Each point of willpower above 16 (not each point of modifier, as with most other attribute effects, but each actual point of willpower) decreases your ability cooldowns by 5%, stacking additively up to a maximum reduction of 80% at 32 willpower or a minimum cooldown of 5 rounds. Similarly, each point of willpower below 16 increases the length of your ability cooldowns by 5%.
Willpower and toughness determine your rate of health regeneration. Each point in your toughness and willpower modifiers makes you heal 2 more health every 100 turns. The exact formula for health regeneration is 20 + 2 * (Willpower Modifier + Toughness Modifier) health per 100 turns. At 16 willpower and 16 toughness, this is 20 health every 100 turns.
Fasting Way, Iron Mind, Lionheart, Conatus, Mind Over Body and Shield Wall.
"Your ego score determines the potency of your mental mutations, your ability to haggle with merchants, and your ability to dominate the wills of other living creatures."

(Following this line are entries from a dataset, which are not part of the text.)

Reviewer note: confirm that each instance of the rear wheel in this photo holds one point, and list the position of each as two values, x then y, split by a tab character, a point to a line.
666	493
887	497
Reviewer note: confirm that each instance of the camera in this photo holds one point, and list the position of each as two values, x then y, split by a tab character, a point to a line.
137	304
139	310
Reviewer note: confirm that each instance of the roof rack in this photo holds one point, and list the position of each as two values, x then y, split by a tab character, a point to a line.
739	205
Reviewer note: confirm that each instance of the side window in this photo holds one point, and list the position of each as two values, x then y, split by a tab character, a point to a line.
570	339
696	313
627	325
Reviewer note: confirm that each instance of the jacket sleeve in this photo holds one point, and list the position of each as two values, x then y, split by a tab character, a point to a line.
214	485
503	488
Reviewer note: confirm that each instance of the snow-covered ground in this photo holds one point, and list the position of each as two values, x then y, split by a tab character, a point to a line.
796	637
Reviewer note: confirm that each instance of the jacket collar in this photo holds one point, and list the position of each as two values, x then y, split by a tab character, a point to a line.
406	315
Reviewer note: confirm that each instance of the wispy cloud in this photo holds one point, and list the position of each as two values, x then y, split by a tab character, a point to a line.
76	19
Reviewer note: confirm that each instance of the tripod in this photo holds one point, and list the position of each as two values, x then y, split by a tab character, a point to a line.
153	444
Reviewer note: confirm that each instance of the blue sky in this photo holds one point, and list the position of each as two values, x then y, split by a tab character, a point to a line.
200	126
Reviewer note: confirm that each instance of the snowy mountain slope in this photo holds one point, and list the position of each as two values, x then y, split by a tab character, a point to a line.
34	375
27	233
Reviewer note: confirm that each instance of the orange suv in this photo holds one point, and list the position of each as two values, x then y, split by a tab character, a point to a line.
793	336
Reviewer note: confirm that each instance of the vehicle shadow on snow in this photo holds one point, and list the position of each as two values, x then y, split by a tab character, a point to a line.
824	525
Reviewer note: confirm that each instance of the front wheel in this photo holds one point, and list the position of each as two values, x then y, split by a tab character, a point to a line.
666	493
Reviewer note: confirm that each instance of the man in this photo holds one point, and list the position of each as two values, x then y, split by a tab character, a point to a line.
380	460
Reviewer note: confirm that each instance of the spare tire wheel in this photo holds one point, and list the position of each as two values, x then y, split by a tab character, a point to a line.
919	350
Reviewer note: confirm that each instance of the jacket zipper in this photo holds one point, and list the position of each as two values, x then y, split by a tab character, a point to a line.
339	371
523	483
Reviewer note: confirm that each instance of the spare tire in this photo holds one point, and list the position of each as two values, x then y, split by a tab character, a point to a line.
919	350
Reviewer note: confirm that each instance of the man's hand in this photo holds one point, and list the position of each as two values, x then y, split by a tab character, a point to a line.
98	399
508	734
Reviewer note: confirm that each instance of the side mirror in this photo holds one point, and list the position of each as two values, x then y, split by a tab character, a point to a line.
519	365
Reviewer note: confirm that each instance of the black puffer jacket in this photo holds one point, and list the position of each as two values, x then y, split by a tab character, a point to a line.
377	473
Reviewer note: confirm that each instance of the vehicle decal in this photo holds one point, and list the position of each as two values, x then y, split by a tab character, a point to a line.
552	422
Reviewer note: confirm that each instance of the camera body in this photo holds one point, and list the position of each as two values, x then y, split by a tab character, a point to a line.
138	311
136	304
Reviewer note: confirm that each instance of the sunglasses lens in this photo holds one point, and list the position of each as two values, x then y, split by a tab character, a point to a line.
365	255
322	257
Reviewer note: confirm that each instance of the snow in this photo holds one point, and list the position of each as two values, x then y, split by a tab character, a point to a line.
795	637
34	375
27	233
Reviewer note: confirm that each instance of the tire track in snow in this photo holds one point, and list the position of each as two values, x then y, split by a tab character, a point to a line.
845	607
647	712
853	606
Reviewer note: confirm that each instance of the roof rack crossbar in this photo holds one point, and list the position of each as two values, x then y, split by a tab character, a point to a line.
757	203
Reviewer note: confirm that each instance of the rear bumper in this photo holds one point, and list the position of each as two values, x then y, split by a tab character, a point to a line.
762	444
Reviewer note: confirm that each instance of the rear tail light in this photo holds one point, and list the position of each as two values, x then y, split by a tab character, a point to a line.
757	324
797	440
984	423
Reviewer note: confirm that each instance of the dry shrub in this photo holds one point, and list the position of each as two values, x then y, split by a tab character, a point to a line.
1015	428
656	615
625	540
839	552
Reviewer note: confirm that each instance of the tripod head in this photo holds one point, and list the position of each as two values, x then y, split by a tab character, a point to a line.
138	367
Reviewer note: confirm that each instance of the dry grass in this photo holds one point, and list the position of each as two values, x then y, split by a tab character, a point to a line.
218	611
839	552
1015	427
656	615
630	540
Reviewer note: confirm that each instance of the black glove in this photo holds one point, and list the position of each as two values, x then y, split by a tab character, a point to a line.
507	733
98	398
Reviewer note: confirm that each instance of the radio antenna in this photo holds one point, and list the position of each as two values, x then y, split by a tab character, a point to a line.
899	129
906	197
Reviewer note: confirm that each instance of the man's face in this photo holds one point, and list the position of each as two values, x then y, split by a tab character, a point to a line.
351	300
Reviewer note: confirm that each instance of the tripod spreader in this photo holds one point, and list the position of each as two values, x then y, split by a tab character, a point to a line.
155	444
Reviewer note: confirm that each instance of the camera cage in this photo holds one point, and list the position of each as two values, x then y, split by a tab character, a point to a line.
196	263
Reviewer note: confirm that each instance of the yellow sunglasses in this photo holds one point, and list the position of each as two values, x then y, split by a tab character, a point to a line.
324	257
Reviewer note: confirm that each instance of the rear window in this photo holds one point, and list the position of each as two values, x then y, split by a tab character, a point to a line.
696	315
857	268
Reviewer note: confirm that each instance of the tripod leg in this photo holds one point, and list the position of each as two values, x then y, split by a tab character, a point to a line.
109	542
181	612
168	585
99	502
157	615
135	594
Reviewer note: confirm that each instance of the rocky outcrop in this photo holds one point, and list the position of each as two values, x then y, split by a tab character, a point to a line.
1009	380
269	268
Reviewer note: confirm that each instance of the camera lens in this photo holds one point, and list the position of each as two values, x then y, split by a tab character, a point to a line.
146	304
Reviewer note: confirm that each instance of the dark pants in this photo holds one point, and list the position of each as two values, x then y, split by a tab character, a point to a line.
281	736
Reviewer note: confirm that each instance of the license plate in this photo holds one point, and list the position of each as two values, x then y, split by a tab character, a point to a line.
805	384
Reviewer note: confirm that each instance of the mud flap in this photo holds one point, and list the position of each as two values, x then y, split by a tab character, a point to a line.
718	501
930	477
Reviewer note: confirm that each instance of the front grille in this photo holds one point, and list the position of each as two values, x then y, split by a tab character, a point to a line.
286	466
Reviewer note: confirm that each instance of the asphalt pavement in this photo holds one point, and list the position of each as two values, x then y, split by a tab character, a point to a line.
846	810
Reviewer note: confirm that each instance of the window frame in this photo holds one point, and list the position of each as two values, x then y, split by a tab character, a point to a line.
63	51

Ego is another very important stat, especially for Esper/Esper-like mutants, because it can boost mental mutations over their level 10 cap. Other than that it is useful for extra profit when trading with merchants. This can be useful if you plan on investing skill points in Tinker II and Tinker III as higher tier data disks cost a lot.
The effects of Ego on merchant buy and sell prices are modeled below; note in particular that Ego yields diminishing returns for buy prices. An ego bonus above +9 (including the effective +2 from Snake Oiler, if applicable) has no effect. Note that this means that Snake Oiler will eventually become useless for completely Ego-focused builds.
|Merchant Sell Price||Sell Price Change||Merchant Buy Price||Buy Price Change|
Offer Gift, Menacing Stare, Intimidate, Berate, Snake Oiler, Proselytize and Inspiring Presence.